Market sentiment dipped after Greek debt talks were reported as difficult, heightening concerns that Athens would not be able to meet 14.5 billion euros ($19.1 billion) in bond redemptions due next month.
Bernanke’s testimony to Congress on Thursday partly assuaged investor fears of a messy Greek default after the Fed Chairman said he was seeing signs that some of the uncertainty dampening U.S. business investment, including European banking woes, might be waning.
Last week, Bernanke gave the U.S. economy a tonic by keeping the Fed’s ultra-low interest rate on hold until the end of 2014. On Thursday, U.S. data showed new jobless claims fell more than expected last week, restoring some confidence in the recovery.
The Canadian dollar finished at C$0.9996 to the U.S. currency, or US$1.0004, down slightly from Wednesday’s close at C$0.9991 to the U.S. dollar, or US$1.0009.
The currency has been unable to bridge a key technical level near its 200-day moving average at C$0.9961 to help it move higher.
“There’s a lot of resistance to a sharp move,” said Mark Chandler, head of Canadian fixed income and currency strategy at Royal Bank of Canada.
Chandler added that some of the pushback against a higher Canadian dollar would be in the form of profit-taking by foreign investors looking to sell their Canadian assets should the currency rise significantly.

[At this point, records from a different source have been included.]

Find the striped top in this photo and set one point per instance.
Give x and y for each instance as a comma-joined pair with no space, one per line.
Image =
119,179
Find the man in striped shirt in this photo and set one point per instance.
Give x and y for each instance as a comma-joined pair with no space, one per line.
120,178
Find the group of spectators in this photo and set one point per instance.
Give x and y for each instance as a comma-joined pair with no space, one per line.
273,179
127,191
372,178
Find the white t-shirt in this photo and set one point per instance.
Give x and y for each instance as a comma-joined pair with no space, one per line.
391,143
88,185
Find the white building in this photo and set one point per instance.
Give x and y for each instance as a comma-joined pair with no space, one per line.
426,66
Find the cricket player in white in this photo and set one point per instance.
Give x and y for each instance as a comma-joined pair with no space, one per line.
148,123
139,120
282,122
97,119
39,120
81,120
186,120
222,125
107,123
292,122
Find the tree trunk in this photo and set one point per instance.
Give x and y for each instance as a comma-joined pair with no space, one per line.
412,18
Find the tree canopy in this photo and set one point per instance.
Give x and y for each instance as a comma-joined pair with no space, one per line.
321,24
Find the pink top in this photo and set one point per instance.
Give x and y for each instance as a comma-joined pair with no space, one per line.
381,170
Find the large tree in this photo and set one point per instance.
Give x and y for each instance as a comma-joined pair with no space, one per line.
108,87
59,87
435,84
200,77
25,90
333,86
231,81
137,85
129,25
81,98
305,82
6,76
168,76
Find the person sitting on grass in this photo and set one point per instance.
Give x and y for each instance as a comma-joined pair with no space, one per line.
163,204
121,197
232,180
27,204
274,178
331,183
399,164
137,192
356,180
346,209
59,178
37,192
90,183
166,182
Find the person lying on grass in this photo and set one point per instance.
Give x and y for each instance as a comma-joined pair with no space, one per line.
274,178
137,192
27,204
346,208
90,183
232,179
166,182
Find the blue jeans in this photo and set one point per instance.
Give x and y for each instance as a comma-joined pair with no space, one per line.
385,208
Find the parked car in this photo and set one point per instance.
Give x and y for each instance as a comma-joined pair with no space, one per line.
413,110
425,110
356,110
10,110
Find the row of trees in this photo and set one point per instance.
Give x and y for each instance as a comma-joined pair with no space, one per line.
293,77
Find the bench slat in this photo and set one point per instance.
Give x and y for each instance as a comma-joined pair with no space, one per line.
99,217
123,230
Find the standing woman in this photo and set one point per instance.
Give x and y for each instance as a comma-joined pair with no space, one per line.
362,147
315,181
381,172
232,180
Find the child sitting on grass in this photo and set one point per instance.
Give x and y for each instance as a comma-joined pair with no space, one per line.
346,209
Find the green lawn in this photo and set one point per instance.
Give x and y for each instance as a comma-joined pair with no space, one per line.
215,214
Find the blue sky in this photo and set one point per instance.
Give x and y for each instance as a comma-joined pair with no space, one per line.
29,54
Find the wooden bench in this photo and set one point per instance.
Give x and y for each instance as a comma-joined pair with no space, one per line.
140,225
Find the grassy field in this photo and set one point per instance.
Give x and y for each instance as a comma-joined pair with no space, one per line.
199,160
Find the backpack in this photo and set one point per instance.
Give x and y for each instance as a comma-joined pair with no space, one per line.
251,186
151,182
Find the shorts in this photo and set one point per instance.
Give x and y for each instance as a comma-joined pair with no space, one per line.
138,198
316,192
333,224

A deteriorating European scenario was seen as the main factor knocking the Canadian dollar below parity with the greenback over the next few months, a Reuters poll of foreign exchange strategists showed.
Median forecasts in the poll showed the currency at C$1.01 to the U.S. dollar, or 99.01 U.S. cents, in one and six months from now, before drawing even with the U.S. currency by the end of the year.
“If we get a collapse in the euro it’s going to have a hard time staying below parity,” said David Bradley, a director of foreign exchange trading at Scotia Capital.
Bradley predicted the Canadian dollar would drop over the next few months before rebounding to end the year around C$0.980 to the U.S. dollar.
Market watchers were looking ahead to Friday’s January unemployment numbers in Canada and the United States to further gauge the health of the North American economy.
In Canada, the median forecast is for the economy to have generated 23,100 net new jobs in January, up from 21,700 in December.
“We think there will be less firing than is seasonally normal from the holiday season, mostly because there was less hiring going into it,” said Chandler, who predicted 30,000 new jobs for Canada.
Government bond prices were mostly lower, with the two-year bond down three Canadian cents to yield 0.992 percent. The 10-year bond fell 35 Canadian cents to yield 1.944 percent.